May 24, 2017
We recently got a chance to stretch a great piece by Texas born artist Nick Flatt. Flatt hails from Dallas and is currently working as part of the fertile Berlin art scene. His numerous international exhibitions include stops in Berlin and London and, along with fellow street artist Cryptik, he created an Andy Warhol memorial mural in Los Angeles. His art often is often photorealistic and depicts stereotypical images that feel appropriated from advertising, but with more subversive comments and intentionally provocative titles.
Nick Flatt's completed stretched canvas in our studio
“Flatt whets the viewer’s unconscious appetite for consumption. However, their extreme, lascivious gestures distort our desire to the point of discomfort. By exposing the cheap triggers employed by these glossy glamazons, Flatt invites us to be repulsed by their honest unmasking.” *
The piece we stretched, "Revolution Porno" (2016), is part of a series in which the artist takes on icons of art and presents them literally going up in flames. The print we worked on is the artist’s version of the "Mona Lisa". It’s one of an edition of 20 giclee prints on canvas each hand-finished with spray paint, acrylic and oil and signed by the artist.
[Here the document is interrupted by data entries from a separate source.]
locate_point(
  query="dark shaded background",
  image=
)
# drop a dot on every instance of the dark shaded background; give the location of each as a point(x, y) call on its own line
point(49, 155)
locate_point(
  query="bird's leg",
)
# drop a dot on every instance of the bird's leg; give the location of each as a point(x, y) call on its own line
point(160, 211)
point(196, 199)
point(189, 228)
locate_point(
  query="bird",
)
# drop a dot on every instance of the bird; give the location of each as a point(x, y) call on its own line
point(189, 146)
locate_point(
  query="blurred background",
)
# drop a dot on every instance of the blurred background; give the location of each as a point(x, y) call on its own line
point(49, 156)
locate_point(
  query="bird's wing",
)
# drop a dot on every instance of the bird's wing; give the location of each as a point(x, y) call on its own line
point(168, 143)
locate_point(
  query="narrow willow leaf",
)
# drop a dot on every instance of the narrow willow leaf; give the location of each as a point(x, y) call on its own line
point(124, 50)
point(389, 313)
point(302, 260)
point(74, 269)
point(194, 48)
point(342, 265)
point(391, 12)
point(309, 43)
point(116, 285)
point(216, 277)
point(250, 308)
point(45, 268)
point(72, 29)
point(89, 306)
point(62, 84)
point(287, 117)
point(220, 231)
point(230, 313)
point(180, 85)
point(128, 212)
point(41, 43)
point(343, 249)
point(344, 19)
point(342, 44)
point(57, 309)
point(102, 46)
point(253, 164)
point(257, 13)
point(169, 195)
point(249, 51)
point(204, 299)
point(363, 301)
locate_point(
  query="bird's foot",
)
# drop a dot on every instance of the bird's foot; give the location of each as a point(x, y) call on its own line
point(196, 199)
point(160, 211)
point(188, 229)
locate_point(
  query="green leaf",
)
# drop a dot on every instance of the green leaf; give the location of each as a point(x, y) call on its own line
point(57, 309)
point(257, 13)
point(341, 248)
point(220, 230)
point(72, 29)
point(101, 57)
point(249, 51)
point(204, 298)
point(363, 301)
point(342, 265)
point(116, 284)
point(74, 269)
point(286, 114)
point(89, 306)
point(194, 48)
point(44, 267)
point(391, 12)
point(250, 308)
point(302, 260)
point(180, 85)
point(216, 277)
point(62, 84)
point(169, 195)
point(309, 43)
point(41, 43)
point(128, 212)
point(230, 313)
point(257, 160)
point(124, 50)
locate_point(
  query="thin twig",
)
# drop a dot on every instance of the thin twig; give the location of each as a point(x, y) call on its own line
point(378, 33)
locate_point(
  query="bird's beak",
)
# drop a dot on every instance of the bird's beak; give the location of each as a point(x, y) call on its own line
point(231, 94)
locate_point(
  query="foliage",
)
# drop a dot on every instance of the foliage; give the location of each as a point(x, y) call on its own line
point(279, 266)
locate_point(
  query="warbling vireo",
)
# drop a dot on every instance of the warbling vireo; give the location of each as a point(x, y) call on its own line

Two other works by the artist referencing Damien Hirst and Vermeer
Frames and Stretchers is fortunate to be afforded the opportunity to work with a wide variety of artworks from 100 year old abstract canvases to contemporary twenty-first century gallery installations. Nick Flatt’s work joins a growing list of street art works that have come through our studio doors here at The Clemente building at our location here on the Lower East Side.